Ma coeur belongs to confit
By Sharon Wilson
The coldest place I ever remember being was Paris. Looking over the city from Sacré-Cœur was like being in a snow globe. It was the early noughties, and I had put on every item of clothing in my bag. Mr Bite and I roamed the 9th arrondissement and happened upon the cosiest restaurant 'Le Petit Canard'. It had a menu dedicated to duck; only the French we thought as we ducked in for an enchanting evening.
So when I tuck into duck confit from l'escargot bleu, I appreciate the uncompromising nature of Fred Berkmiller's francophile cuisine. It is not about imported produce. L'escargot does source cheese from Hervé Mons, but Fred also grows his own vegetables at Newton walled garden in Edinburgh and buys from Scottish producers. Linda Dick chickens were on the menu, but 'ma coeur' belongs to confit. It is about fat; Fred makes no concessions to saturation.

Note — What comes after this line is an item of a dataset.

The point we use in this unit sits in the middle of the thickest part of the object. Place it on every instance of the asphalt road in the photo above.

You will have heard of the Gascony Paradox. In a 1991 article, The New York Times described how 'Gascons eat a diet higher in saturated fat than any other group of people in the industrialized world'. However, the fat comes from web-footed birds, and people from the South West area of France in a substantive study were shown to have very low rates of heart attacks compared to, for example, the USA. Dr Renaud, who ran the study, concluded: "Goose and duck fat is closer in chemical composition to olive oil than it is to butter or lard."
And olive oil is consistently shown to be good for the heart.

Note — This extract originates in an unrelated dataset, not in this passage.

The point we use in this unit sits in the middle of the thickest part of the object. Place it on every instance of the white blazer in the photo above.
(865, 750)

How fortunate as duck is also delicious.
I unpacked two legs thick with a layer of fat and placed them in the oven along with potato dauphinoise. Then gently heated a sticky jus and rapidly steamed vibrant Fred-grown veg. Courgettes are noticeably softer and less fibrous than those from the supermarket.
When I plate the bird, it is pink, salty, rich and crispy. Gamey meat falls from the spindly bone. I realize I will be defeated by this duck and start to think of salad the next day. A hearty portion of duck terrine had already gone to the fridge. One of the great things about Lockdown food has been the portions. There is food enough to last a weekend, and l'escargot bleu is no exception. It is value for money.
Of course, throughout our feast, we had an eye on the piece de resistance - mousse au chocolate. An indulgent portion of velvety, airy milk chocolate, was so seductive it made me blush.
L'escargot bleu takes orders on Tuesdays and Wednesday for a Friday afternoon delivery or collection. I nearly missed the deadline so put a reminder in your diary. I hear there is Tarte Tatin on the menu this week. Now that is whole other story.